God of freedom, You have set my heart free. Let me bring Your freedom to the world.
 “‘Count off seven sabbath years-seven times seven years-so that the seven sabbath years amount to a period of forty-nine years.  Then have the trumpet sounded everywhere on the tenth day of the seventh month; on the Day of Atonement sound the trumpet throughout your land.  Consecrate the fiftieth year and proclaim liberty throughout the land to all its inhabitants. It shall be a jubilee for you; each of you is to return to your family property and to your own clan.  The fiftieth year shall be a jubilee for you; do not sow and do not reap what grows of itself or harvest the untended vines.  For it is a jubilee and is to be holy for you; eat only what is taken directly from the fields.  “‘In this Year of Jubilee everyone is to return to their own property.  “‘If you sell land to any of your own people or buy land from them, do not take advantage of each other.  You are to buy from your own people on the basis of the number of years since the Jubilee. And they are to sell to you on the basis of the number of years left for harvesting crops.  When the years are many, you are to increase the price, and when the years are few, you are to decrease the price, because what is really being sold to you is the number of crops.  Do not take advantage of each other, but fear your God. I am the LORD your God.
Reflect:What modern actions reflect the heart of Jubilee?
Today’s passage showcases a wonderful, community-wide declaration of liberty. For the Israelites, every fiftieth year would see land returned to original owners, slaves freed, people returning home and a fallow year for the land.
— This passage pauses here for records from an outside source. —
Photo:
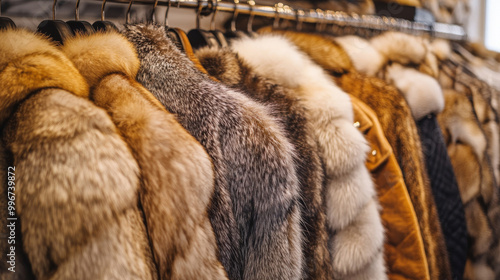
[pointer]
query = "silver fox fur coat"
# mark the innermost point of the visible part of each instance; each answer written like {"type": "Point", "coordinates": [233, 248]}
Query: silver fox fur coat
{"type": "Point", "coordinates": [177, 179]}
{"type": "Point", "coordinates": [228, 68]}
{"type": "Point", "coordinates": [255, 212]}
{"type": "Point", "coordinates": [352, 210]}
In this way God establishes measures to keep balance in the community of his people. The Jubilee prevented the accumulation of power or possessions to the extent that it damaged others. It ensured that no one was enslaved forever, in debt for a lifetime or inherited poverty.
Jubilee is not solely an Old Testament theme. In Luke 4:18,19 Jesus proclaimed his fulfillment of the familiar text in Isaiah 61 which speaks of the liberation of captives and the year of the Lord’s favor. Today, although the fight against legalized slavery has largely been won, human trafficking, ethical trade and social justice remain prevalent issues in society. But God’s heart has not changed; he is still for freedom–both physical and spiritual. So whether we have little or much (talent, resources, finance, power), we have a responsibility to use what we have for God’s Kingdom and his glory.
God knows how we are made and he knows what is good for us. However, it can be easy to overlook God’s blessings or take them for granted. God ensured that the Israelites received what they needed and also honored him for the grace of his provision.
The weekly Sabbath (3) provided both regular rest and a specific time to honor God in day-to-day life, two things key to their (and our) well-being. God also knows that we can be very quick to forget what he has done for us. So there were specific occasions (4-8) for the Israelites to celebrate and reflect on the history of God’s goodness and provision in their past. This ensured that they did not forget the incredible miracles and deliverance God had given to them, and it renewed their faith for the future.
Of course, God’s goodness and provision is not simply historical, but is ongoing in daily life and work. So an annual feast day celebrating each year’s harvest (9-14) ensured that the people could regularly give the best of themselves and the first of all God had given to them.
Consider the ways in which you can implement the Jubilee principles of justice, peace, compassion and help for the poor.
Righteous and loving God, open my eyes to the enslaved and to my part in bringing freedom.